I do not like praying for answers. I find the results quite inconsistent in terms of their accuracy – or at least perceived accuracy. That is not to say that I do not pray about things, but rather than expecting a voice from heaven to direct me, I expect direction to come from the community that surrounds me. This sounds like a cop out I am sure, but it has been significantly more consistent in results than anytime I have asked for an answer from heaven. Then again, this could all be a misunderstanding of what prayer is or how it is supposed to work.
The primary question that comes to mind after reading Tom Comacho’s book is whether wisdom is a thing that is passed on from a coach to a coachee or is it the result of the community passing on their collective wisdom to the newer members of the community. For centuries people have matured thanks to the input of a whole group of believers and not a single specialist. Clearly something has changed within western society where the autonomous self has sought to grow on its own bringing on the need for experts that will help to guide a person into wisdom. But I wonder if coaching is a solution shaped by our time rather than a system that leans into our tradition as believers.
A single person, no matter how wise, can only bring so much wisdom to the table. Engaging with a whole community brings with it a seemingly unending supply.
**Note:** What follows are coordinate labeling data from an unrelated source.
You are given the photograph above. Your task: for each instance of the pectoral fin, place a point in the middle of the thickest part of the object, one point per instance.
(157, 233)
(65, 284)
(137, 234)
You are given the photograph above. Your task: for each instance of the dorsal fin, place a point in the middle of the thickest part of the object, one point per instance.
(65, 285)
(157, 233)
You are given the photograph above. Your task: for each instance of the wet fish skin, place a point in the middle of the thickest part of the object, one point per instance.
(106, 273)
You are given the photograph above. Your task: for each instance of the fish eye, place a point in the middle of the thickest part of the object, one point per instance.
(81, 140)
How then could we develop communities that share their wisdom with each other rather than falling back on the individualistic tendencies of our culture? Is not part of the mission of the church to escape the individualism that pulls us out of community with God and God’s people?
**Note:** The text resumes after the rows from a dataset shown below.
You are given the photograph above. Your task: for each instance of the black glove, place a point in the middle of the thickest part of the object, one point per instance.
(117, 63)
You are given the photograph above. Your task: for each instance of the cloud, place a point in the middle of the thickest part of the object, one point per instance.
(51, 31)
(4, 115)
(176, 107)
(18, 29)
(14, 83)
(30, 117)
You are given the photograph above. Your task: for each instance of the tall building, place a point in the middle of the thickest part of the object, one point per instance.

For years I lead a bible study with a group of seniors who wanted nothing more than to share what they have learned in life with younger people. I learned and grew so much just by interacting with this group of people. I always felt bad for the part of the church that had written off this group as the ‘heritage members’ of our church. What if rather than giving basic acknowledgment to those who have wisdom we were to provide them with a place of honor? What if as communities of faith we stop looking for heroes and started to grapple with the reality that wisdom is found in all of us and guidance can come from the most unlikely place if we open ourselves up to the wisdom provided by those around us.
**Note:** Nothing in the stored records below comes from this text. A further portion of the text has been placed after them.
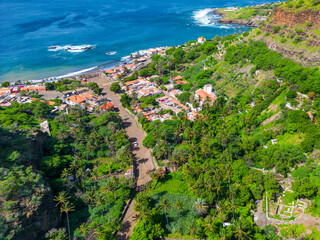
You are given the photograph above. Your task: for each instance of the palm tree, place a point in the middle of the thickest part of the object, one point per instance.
(192, 229)
(67, 207)
(210, 227)
(240, 230)
(201, 206)
(65, 174)
(179, 205)
(223, 234)
(61, 199)
(164, 203)
(83, 229)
Clearly there is a place for one-on-one guidance. The level of intimacy found in those relationships will never be replaced by the larger community. Direct questions about the path of ones life are not going to be easily solved from the community in the way that a coaching or spiritual direction relationship will be. That being said, if as a community we more openly shared our collective wisdom we might not need to find people specifically trained in coaching and could rather go to a trusted friend.